General characteristics
- Type: Specialty Vessel - Navigational aid tender
- Tonnage: 92.05 GT
- Length: 20 m (65 ft 7 in)
- Beam: 6 m (19 ft 8 in)
- Draught: 1.7 m (5 ft 7 in)
- Propulsion: 2 Cummins diesel engines
- Speed: 12 knots (22 km/h)
- Range: 2,000 nautical miles (3,700 km)
- Endurance: 14 days
- Complement: 5
- Sensors & processing systems: 127 E Sperry radar, Loran-Internav GPS, Magnavox Ray 88 × 2 and Ray 90 × 1 radios, ELAC and Datamarine depth sounders

= CCGS Cove Isle =

Navigation aids tender in the Canadian Coast Guard

CCGS Cove Isle is a navigation aids tender in the Canadian Coast Guard. Cove Isle is assigned to the Canadian Coast Guard's Central and Arctic Region and is based out of CGS Base Parry Sound, Ontario, on Georgian Bay.

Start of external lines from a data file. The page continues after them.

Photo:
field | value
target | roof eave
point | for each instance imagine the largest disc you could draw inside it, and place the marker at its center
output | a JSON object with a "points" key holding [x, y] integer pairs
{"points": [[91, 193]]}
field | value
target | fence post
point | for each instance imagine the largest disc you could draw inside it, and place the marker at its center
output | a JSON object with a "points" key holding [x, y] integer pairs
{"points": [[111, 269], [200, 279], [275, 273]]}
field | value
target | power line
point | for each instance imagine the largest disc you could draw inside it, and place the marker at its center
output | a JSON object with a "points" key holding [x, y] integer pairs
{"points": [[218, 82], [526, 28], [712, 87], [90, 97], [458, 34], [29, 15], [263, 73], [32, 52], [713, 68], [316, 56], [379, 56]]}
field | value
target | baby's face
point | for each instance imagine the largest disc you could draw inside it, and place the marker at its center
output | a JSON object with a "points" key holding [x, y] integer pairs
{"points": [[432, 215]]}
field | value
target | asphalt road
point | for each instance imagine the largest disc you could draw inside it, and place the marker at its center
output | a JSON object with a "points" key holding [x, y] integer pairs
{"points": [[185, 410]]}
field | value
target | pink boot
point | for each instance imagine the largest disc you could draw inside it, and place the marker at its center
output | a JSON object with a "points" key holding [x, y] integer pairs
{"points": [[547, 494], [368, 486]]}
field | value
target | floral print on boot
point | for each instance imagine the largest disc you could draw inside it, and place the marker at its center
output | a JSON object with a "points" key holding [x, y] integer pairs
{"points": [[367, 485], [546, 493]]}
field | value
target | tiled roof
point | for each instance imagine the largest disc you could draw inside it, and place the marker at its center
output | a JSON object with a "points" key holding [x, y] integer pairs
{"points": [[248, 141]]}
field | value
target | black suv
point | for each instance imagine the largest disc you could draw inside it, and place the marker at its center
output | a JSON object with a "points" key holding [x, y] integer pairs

The ship is classified as specialist vessel and used in a variety of roles:

- Resupplies and maintaining lighthouse stations along Georgian Bay
- carries out search and rescue support
- pollution cleanup duties (as required)
- science research support

The ship is not strengthened for navigation in ice-infested waters, so she operates from April to December, or when waterways are ice free. She has a crew of five.

Her length overall (LOA) is 20 meters and her width is 6 meters.